The City Council has the sole right to operate markets of any kind within the City of Manchester, by way of:
- the Manchester Markets Act 1846,
- the Manchester Corporation Acts 1954 and 1965,
- the Greater Manchester Act 1981
You will be committing an unlawful act and subject to legal action if you operate a market within the city boundaries without our consent.
The definition of a market is “a concourse of buyers and sellers”, with five or more trading spaces. Trading spaces can mean stalls, stands, vehicles, pitches.
This policy applies to any event deemed a market or fair, whether private or charity, which falls within six and two third miles of any market currently operating within the city boundaries.
Managing Market Rights
We use market rights to manage the markets that take place within the city, and to benefit the retailing and entertainment environments.
A market rights licence grants permission to operate a market only. It is required regardless of whether the market location is a public or private premise, indoors or out, and in addition to any other permission. Without this the market cannot take place.
Markets will only be licensed following a successful application. The licence details the responsibilities of the both the licensee and Manchester City Council under Market Rights. Permission to operate the market is only granted after completion of the licence, once all associated fees are paid.
Licences may be granted for individual markets, including those trading over more than one consecutive day, or for several individual markets within a year. Where the market operates on a more regular or permanent basis, a bespoke licence agreement may need to be negotiated.
The Real Deal Initiative aims to rid the markets industry of counterfeit products, and the charter details commitments required by all parties. The approval of a market rights licence is on the condition that these standards and codes of practise are adhered to.
The licensee is responsible for:
- all regulatory, legislative and operational aspects of the market operation, such as health & safety management, site management, and all relevant insurances
- all other appropriate permissions which may be required in addition to a market rights licence, such as temporary event notice, premises licence or planning consent.
Licensed markets will be monitored by council officers to ensure that all the conditions of the licence are being adhered to. Any licence breach or deviation may result in the removal of the market rights permission and the subsequent closure of the market.
The market rights licence application is available online, and must be submitted at least 21 days in advance of the proposed market. Valid applications will be assessed according to the following:
- type of market, and the commodities being offered for sale
- purpose and benefit of the market, and the local effect
- date, time and frequency of the market
- number of individual trading spaces
- premises, it's suitability and proximity to other markets
- operational and safety management plans
- operator experience, reputation and quality standards provided
- opinions of stakeholders as appropriate.
Applications are not valid if the mandatory information and supporting documents is not provided. Applications may also not be considered if received less than 21 days in advance.

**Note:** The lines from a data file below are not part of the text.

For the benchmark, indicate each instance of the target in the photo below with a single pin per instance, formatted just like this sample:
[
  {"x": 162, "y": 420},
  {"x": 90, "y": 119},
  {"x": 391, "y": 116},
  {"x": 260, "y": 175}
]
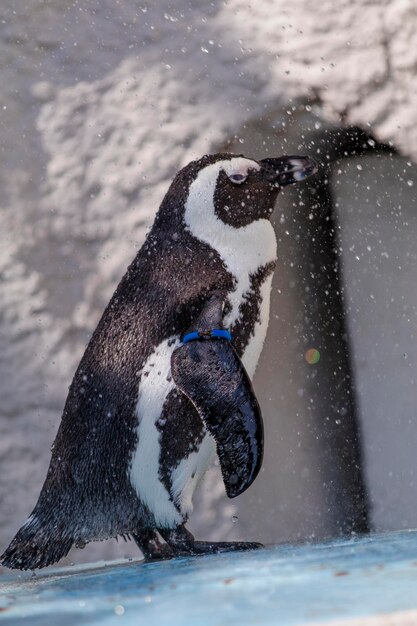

We will generally notify you of the outcome within 14 days, but this may take longer depending upon the size, location and frequency of the market. Where the application is for a large market or one which operates on a more regular or permanent basis, you may be required to provide a business plan and attend meetings, extending the consideration period beyond 14 days.
Market Rights fees
All market rights licenses are subject to the payment of a fee, which relates to processing and issuing documents, as well as the monitoring, regulation and enforcement of the market rights policy and licence.
Type of market
Each trading space i.e. stall, stand, vehicle, pitch, is restricted to an individual seller and is defined as an area of no more than 3m2. Where the space has more than one seller or exceeds this size, it should be considered as multiple trading spaces.
Car Boot Sales
Car boot sales should be restricted, as far as possible, to householders selling surplus household articles. No new goods should be available for sale.
All other markets
All other markets include both traditional and specialist types.
Traditional markets are where a variety of goods are available, including new items.
Specialist markets are those where there is a specialised theme or grouping of commodities that make the event more than either a car boot sale or traditional market e.g., antique or farmers’ market, and exhibitions where retailing is undertaken. These may also be mixed with rides and amusements.
Permanent markets are those markets that wish to open for most of the shopping days throughout the year. These will not normally be issued with a typical market rights licence, but instead will have a contract that meets the needs of the market as well as providing suitable remuneration for the provision of market rights. These agreements will provide an annual licence fee that reflects the permanent nature of the market.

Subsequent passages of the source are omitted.